Auto body repair, train tracks, palm tree
This morning, an everyday scene in the “light industrial” area of Redwood City by the train tracks. Except that I spotted Mark Pritchard getting into his car and I resolved instantly to blog the moment.
Every once in a while I look down a street like this and see not the baking heat, the bareness, and the wasteland qualities of it — the somewhat ugly strip-mallish-ness of the scene — but a strange beauty and a feeling that palm trees are inherently surreal. I try to imagine how the street would look to a tourist from a very different part of the world, from a crowded northern European city that has been building up on itself for hundred of years, or from somewhere tropical with a wetter climate. And at moments like those I realize I live in a frontier desert. It’s sunny and warm, there are palm trees, and yet everything is so dry in the dry season. The street, wires, palm trees, and white-painted buildings look like movie sets, as if built on a whim, and built for impermanence. The landscape suddenly is de-normalized to me during these unexpected shifts of perception.

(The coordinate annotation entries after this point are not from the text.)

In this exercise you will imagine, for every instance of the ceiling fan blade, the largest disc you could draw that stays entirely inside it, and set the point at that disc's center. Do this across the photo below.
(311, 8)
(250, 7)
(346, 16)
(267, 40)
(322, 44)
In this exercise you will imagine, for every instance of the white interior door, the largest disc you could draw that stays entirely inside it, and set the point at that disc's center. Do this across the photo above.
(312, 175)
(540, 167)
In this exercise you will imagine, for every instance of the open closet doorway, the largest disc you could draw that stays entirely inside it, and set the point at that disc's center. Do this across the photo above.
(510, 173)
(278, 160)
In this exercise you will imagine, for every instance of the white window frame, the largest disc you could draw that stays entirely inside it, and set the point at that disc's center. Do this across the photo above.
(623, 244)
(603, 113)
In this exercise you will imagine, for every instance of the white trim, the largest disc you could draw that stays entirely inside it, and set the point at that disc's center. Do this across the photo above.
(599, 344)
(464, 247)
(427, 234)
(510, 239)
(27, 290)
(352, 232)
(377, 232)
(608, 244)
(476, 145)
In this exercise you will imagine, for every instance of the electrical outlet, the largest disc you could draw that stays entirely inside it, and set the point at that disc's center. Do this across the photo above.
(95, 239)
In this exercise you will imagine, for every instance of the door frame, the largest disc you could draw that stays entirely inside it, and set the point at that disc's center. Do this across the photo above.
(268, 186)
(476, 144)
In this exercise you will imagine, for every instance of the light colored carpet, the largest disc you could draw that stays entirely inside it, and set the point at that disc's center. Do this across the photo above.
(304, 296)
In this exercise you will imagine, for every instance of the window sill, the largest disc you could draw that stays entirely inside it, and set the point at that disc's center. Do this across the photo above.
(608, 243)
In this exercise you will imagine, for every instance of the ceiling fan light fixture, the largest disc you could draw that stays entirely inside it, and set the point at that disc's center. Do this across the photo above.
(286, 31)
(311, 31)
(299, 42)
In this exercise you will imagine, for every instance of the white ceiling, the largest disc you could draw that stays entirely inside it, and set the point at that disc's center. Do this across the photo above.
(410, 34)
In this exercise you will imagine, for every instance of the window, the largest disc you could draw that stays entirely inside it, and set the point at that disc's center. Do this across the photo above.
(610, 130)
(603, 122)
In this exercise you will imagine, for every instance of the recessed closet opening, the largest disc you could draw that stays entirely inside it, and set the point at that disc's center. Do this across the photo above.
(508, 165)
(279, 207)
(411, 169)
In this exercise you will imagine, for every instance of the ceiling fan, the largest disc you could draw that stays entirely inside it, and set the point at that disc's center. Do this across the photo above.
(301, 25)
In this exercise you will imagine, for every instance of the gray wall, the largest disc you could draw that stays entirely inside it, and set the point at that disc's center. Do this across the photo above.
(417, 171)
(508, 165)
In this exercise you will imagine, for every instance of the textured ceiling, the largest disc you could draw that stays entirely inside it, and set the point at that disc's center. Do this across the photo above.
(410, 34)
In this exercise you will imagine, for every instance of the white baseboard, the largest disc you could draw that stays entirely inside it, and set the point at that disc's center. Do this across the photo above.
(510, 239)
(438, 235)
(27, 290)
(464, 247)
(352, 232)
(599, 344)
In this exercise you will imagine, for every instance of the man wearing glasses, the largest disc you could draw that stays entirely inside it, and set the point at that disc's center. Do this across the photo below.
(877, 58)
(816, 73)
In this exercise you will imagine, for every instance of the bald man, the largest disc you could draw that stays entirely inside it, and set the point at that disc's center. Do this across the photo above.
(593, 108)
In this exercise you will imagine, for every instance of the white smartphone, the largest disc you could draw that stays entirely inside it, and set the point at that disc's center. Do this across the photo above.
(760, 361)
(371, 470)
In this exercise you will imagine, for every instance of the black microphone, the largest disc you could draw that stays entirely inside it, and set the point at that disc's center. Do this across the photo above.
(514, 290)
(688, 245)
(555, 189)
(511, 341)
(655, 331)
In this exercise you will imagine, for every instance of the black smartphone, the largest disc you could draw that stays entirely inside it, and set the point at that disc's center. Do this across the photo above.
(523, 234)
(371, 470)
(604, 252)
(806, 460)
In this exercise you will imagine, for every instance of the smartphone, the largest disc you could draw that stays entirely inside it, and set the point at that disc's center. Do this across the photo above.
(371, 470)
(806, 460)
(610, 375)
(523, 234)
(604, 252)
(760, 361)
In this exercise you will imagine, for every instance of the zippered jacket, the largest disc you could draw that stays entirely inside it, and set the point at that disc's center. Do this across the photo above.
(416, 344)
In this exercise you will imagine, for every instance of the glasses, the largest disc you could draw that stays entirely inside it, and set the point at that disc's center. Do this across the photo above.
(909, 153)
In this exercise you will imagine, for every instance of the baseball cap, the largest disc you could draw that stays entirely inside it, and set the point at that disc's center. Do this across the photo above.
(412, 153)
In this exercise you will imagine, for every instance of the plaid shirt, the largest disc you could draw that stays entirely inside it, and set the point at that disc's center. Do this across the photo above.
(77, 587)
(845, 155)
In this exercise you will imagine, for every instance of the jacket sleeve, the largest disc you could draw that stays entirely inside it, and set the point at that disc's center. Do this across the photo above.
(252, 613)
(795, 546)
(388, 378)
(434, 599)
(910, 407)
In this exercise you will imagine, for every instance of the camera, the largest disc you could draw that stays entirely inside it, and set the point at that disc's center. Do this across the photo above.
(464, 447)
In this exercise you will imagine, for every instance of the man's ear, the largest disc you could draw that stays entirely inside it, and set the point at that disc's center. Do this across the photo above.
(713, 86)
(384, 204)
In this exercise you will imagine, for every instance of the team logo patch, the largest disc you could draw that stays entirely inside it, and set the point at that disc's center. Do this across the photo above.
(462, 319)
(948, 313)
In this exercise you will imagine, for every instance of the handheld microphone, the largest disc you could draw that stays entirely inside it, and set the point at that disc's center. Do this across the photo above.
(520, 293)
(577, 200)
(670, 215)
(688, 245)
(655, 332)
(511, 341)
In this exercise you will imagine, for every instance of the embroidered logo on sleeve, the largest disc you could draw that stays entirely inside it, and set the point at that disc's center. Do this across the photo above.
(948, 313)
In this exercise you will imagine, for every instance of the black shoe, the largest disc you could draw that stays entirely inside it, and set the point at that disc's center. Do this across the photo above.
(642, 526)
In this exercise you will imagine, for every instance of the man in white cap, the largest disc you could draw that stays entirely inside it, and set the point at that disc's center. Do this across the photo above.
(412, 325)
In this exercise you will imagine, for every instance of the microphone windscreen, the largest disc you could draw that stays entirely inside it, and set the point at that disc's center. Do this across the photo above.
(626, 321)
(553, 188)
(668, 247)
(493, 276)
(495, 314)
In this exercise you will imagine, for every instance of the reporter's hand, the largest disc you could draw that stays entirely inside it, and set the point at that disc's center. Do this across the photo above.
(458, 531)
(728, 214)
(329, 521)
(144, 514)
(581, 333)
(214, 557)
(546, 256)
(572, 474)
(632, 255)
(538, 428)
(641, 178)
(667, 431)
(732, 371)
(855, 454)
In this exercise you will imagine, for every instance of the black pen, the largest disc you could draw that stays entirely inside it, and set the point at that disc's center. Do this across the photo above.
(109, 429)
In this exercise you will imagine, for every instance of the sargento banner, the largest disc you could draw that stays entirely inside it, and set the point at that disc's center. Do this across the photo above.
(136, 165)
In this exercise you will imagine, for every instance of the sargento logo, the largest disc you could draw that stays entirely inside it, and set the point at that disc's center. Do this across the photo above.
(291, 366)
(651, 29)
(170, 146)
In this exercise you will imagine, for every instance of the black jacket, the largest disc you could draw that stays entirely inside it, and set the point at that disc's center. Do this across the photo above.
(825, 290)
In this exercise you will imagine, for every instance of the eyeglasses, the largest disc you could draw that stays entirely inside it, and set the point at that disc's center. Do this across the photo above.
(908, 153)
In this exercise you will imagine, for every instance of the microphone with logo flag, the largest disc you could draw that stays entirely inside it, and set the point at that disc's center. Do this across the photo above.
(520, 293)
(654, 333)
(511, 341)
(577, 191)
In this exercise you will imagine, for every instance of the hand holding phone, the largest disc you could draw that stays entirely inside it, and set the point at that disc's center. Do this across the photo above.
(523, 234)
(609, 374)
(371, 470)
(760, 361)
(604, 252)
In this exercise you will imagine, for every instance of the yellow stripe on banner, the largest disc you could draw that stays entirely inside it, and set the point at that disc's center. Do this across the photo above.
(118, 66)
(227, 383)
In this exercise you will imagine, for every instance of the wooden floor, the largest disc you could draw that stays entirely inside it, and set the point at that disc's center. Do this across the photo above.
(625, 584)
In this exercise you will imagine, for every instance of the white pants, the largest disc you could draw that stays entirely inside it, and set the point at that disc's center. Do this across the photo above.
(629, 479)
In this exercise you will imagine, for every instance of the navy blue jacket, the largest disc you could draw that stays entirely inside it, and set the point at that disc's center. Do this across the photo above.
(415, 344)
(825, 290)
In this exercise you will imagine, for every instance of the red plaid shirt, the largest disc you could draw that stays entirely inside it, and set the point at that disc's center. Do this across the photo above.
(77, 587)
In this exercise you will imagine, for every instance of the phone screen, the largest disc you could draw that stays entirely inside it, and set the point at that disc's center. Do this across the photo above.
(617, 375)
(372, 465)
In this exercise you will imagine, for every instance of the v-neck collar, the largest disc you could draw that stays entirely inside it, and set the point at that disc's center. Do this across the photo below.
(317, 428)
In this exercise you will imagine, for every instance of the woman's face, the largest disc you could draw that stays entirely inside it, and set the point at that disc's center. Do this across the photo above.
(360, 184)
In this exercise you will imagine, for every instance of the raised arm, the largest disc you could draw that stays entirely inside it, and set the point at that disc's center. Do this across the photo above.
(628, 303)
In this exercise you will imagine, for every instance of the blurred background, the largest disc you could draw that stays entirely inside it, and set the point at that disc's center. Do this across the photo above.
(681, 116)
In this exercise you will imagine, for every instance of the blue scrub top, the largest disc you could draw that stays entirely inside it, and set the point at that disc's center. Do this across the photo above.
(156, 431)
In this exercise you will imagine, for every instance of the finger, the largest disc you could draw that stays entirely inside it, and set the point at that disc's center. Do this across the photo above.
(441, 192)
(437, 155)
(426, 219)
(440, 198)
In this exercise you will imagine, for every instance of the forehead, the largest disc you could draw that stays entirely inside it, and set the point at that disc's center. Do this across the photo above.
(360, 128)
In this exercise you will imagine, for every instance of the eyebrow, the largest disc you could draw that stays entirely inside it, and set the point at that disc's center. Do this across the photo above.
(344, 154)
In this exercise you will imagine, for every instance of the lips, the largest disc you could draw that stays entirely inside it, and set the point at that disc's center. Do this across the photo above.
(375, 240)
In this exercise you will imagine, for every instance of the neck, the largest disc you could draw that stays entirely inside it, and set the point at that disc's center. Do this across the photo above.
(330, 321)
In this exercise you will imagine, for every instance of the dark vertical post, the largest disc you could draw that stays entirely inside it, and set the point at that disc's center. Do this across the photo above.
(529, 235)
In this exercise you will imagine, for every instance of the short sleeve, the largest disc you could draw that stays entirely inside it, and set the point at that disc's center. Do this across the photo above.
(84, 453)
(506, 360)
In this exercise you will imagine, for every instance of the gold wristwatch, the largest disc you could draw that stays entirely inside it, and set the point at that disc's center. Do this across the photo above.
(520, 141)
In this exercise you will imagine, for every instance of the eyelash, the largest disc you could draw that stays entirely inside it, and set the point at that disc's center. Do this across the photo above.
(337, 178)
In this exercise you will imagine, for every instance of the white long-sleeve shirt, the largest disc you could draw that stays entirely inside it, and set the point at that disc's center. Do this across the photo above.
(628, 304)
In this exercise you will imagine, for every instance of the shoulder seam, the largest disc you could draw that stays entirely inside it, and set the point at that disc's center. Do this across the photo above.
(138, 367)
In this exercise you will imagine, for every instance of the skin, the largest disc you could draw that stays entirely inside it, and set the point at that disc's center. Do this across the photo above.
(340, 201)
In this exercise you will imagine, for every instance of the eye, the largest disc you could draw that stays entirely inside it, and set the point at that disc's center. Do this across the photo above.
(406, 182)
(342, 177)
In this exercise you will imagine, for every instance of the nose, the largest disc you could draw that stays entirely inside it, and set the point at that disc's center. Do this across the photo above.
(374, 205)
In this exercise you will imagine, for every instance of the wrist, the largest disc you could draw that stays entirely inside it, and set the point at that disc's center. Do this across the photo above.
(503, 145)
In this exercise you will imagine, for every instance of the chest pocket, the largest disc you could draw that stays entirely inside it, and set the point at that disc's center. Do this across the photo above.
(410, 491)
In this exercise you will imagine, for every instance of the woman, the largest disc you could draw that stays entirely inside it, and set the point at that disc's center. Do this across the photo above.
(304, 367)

At moments like these I also long to see a record over time of everything I’m seeing, to see a movie of this same street corner 50 years ago and 50 years into the future, and I realize that to the past and the future, what I’m seeing right now would be quite strange.
Or, you know, I just wave and yell “Hi Mark!”
Related posts:



D’oh, I wish I had taken your picture! I had, however, just taken a picture of the tarry street from the opposite angle.